Along with protecting students, CROWN legislation protects employees — including those in schools and districts — from hair-based discrimination.
First enacted in California in July 2019, the legislation has since taken root in Alaska, Arkansas, Colorado, Connecticut, Delaware, Illinois, Louisiana, Maine, Maryland, Massachusetts, Michigan, Minnesota, Nebraska, Nevada, New Jersey, New Mexico, New York, Oregon, Tennessee, Texas, Virginia and Washington. Some municipalities also provide their own CROWN protections, including Charleston, West Virginia; Kansas City, Missouri; and Miami Beach, Florida.
Understanding the latest protections
For districts where CROWN has been enacted, it’s important that schools understand what the laws specifically prohibit and update their professional development training to reflect the new protections, Okonta said.

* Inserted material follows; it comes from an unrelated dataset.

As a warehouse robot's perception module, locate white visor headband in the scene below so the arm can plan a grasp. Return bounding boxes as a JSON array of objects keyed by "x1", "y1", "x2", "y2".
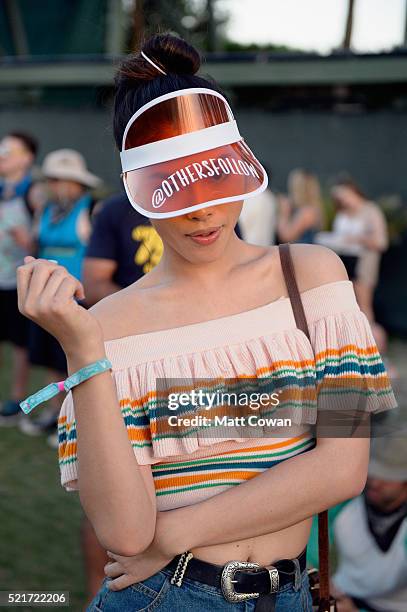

School officials should take time to understand the needs and experiences of their students, she said.
“In general, policies that prohibit natural hair styles like afros and braids, locs, other protective styles have historically been used to justify the removal of Black children and other students of color from classrooms,” Okonta said.
These laws aim to let students fully be themselves and enjoy their schooling safely, without disruption, and “without an extra burden of trying to adhere to any White supremacy notions of what is acceptable,” she said.
Research has demonstrated real and harmful impacts of hair discrimination against Black students.
And it can happen at a young age. The 2021 Dove CROWN Study for Girls, for example, revealed 86% of Black teens who faced hair discrimination had experienced it by age 12. Some 90% of Black girls said they considered their own hair beautiful but that microaggressions and discrimination over their hair had led to low self-esteem. The study surveyed 1,000 Black and White girls ages 5-18.
Student cases of hair discrimination
Hair bias has also reached the courts. In 2020, for instance, two students and their families sued the Texas’ Barbers Hill Independent School District over its grooming and dress code policy on hair length requirements.
The suit alleged that the policy prohibited the students from participating in their regular classes or school activities. Both students had grown out their locs for years, and they refused to cut them to meet the policy. They were consequently indefinitely expelled from school, which meant that one missed his own high school graduation.
Both students testified in support of the CROWN act before the Texas legislature in 2021.
Hair-based discrimination has stretched to student athletics, too. In New Jersey, a Black high school wrestler made national headlines in 2019 after a video showed a referee forcing the student to cut his dreadlocks before participating in a match.
Widely publicized cases like these have motivated state legislators to increasingly pass CROWN Acts, Okonta said.
“We are exposing this sort of discrimination that has existed for a long time and has denied Black people’s mobility and infringed on their right to exist as their full selves,” Okonta said. “Now that we’ve seen this sort of public acknowledgement in experience that was going on, people are motivated to act.”